Samuel Clay is a grad student in the schools of design and of engineering at Harvard. He founded NewsBlur, a personal RSS news reader, and Turn Touch, beautiful control for the smart home.
Adventures in Wearable Electronics - Making a Light-up Dress
January
15th,
2014
For New Year’s Eve 2014, my girlfriend and I went to a dance party where wearable electronics were not only encouraged but also on display from a variety of hobbyists. I decided to use this as an opportunity to combine two of my favorite hobbies: sewing and electronics.
It is my goal to encourage more people to weave wearable electronics into their own clothing. It’s the future and we might as well look the part. Plus it’s easy to get started and to modify existing code.
I used Adafruit’s NeoPixel library to control the LEDs. There were 60 LEDs per 1 meter-long strand. We only needed 40 of the LEDs, but instead of cutting them off, we simply sewed the unused third underneath the strand and cut the software off at 40 LEDs. This way we can repurpose the LED strands when we decide to move them to a new dress.
In order to make the connections between the LED strands and the Flora module, I used 30 AWG wire, which is an extremely thin and light wire. The gauge is 0.01” and is as fine as thread. This allowed me to sew the wire into the fabric. I could have used conductive thread, but this wire wrap has a sheath that prevents it from shorting other wires when they touch. It’s also extremely light-weight, so having 18 wires (3 wires per LED strand: power, ground, data) looping around the dress wasn’t an issue.
I also want to mention that the code below is hard-coded for six stands. There is a fine line between a hack and a project, and for this, due to my limited time budget, was closer to hack than reusable project. You can easily abstract the code below to account for more or fewer strands, but I was able to ship before midnight on NYE, so I’m considering it a success.
Above we have the code for setup and loop, the two main Arduino routines. Notice that I am repeating the hula hoop routine, since it’s pretty quick and looks good on repeat.
I also want to note that every single routine gets its own random color and random delay. This bit of randomness is something I weave into all of my wearable electronics, since it goes just a bit further than off-the-shelf components and shows that there was some intelligence behind the routine.
By giving a random delay to each routine I am actually changing the speed of the routine. Sometimes the raindrops would fall quickly, sometimes the hula hoop would have a slow fall and rise. It’s all part of making mesmerizing patterns.
Hula hoop
For the hula hoop routine, I chose to use cylons at equal positions that move up and down the strand. To make the transition from one LED to the next, I use a cylon, which is a fancy way of saying that the LEDs immediately above and below the active LED are also on, but at a reduced brightness.
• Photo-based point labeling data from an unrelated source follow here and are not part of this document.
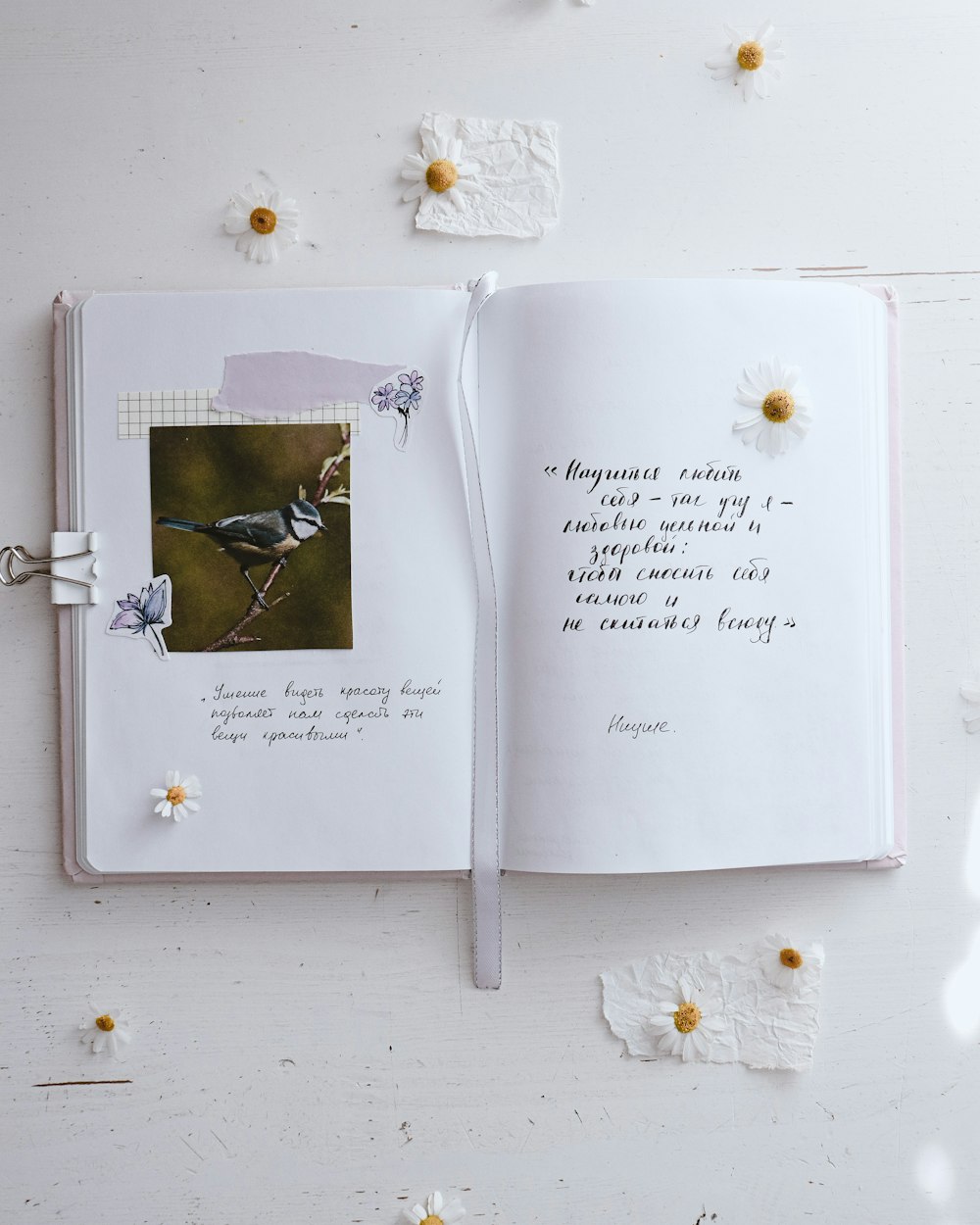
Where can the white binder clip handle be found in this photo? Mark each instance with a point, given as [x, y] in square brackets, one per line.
[73, 567]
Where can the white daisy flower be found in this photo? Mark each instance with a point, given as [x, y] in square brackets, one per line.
[439, 171]
[177, 798]
[780, 407]
[749, 62]
[970, 691]
[793, 968]
[107, 1033]
[685, 1018]
[263, 220]
[435, 1211]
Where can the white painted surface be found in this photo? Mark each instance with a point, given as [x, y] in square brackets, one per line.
[314, 1054]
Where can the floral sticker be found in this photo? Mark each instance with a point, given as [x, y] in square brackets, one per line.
[685, 1018]
[439, 172]
[179, 798]
[779, 403]
[264, 221]
[400, 402]
[107, 1033]
[435, 1211]
[145, 615]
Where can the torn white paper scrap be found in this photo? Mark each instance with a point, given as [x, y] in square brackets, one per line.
[720, 1007]
[484, 176]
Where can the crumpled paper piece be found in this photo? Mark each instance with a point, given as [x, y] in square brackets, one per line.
[517, 175]
[764, 1025]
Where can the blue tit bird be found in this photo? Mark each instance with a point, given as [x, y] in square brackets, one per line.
[260, 538]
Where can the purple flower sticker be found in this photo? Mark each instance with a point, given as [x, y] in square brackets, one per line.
[405, 400]
[145, 615]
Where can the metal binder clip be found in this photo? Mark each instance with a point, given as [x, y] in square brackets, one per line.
[73, 567]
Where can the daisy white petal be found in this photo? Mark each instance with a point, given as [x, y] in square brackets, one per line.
[749, 62]
[177, 799]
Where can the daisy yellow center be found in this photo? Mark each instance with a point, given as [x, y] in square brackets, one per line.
[687, 1018]
[778, 406]
[263, 220]
[751, 55]
[441, 175]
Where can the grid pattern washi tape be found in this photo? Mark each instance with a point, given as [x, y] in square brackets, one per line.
[140, 410]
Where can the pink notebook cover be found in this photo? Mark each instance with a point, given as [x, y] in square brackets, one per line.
[896, 858]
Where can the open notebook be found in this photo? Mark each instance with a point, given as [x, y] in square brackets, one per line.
[692, 665]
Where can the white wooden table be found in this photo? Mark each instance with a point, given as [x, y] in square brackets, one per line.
[318, 1054]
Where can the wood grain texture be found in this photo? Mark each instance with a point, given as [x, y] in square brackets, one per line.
[313, 1054]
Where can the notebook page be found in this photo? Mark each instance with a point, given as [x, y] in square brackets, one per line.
[694, 646]
[353, 758]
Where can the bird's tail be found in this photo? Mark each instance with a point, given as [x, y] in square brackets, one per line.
[182, 524]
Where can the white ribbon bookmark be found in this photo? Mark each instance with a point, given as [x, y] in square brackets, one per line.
[484, 823]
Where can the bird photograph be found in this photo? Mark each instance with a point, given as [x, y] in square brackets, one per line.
[236, 496]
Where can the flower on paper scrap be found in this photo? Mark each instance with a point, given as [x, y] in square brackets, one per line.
[405, 400]
[970, 691]
[264, 221]
[780, 407]
[685, 1019]
[435, 1211]
[177, 799]
[794, 968]
[106, 1033]
[439, 172]
[146, 613]
[749, 62]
In this case the cylon is 5 LEDs wide. 100% brightness for the middle/active LED, 1/18th brightness for the two adjacent LEDs, and 1/36th brightness for the two LEDs further out from there.
So what you see to the left are actually 5 LEDs turned on per-strand, although they get quite dim as you get further from the active LED. You can adjust the dimness of the adjacent LEDs by adjusting the weight parameter.
Sparkles
This is by far the easiest routine to program yet the one that brought the most attention. It simply flashes a random LED across all of the LED strips.
Raindrops
This is by far the most difficult of the routines. This one sends down cylons (5 LEDs, with the center LED being the brightest and the adjacent LEDs becoming decreasingly bright, so as to give the impression of smoother animation).
But you should notice that the next raindrop starts when the previous raindrop is half-way down the dress. In order to make it seamless, at the beginning of the routine I actually start another LED at the half-way mark, referred to in the below code as e_alt. This means that there is no point at which the dress looks spent and is waiting for the routine to start over.
Spiral
This routine is better in theory than in practice. The idea is to have a quick succession of LEDs light up in a spiral pattern. This would work a bit better with more LED strands wrapped around the dress.
In this case, I’m simply looping through the strands and lighting up successive LEDs. But the nice thing about this routine is that it has a dramatic crescendo to the top, at which point the hula hoop routine begins and it looks like the action started at the bottom and quickly worked its way up to the top, only to smoothly fall back down. It’s a mesmerizing effect.
Random Colors
Since randomness is the spice that gives this dress its mesmerizing qualities, it’s important to have a good list of colors to use.
Dancing to 2014
And what good is a beautiful light-up dress without a well lit dance partner? Here I am decked out in blue EL wire. I spent the better part of three hours sewing this wire into the edges of one of my jackets. But while hand-sewing can take half a day, the result is a great fit and a capable match for Brittany’s dress.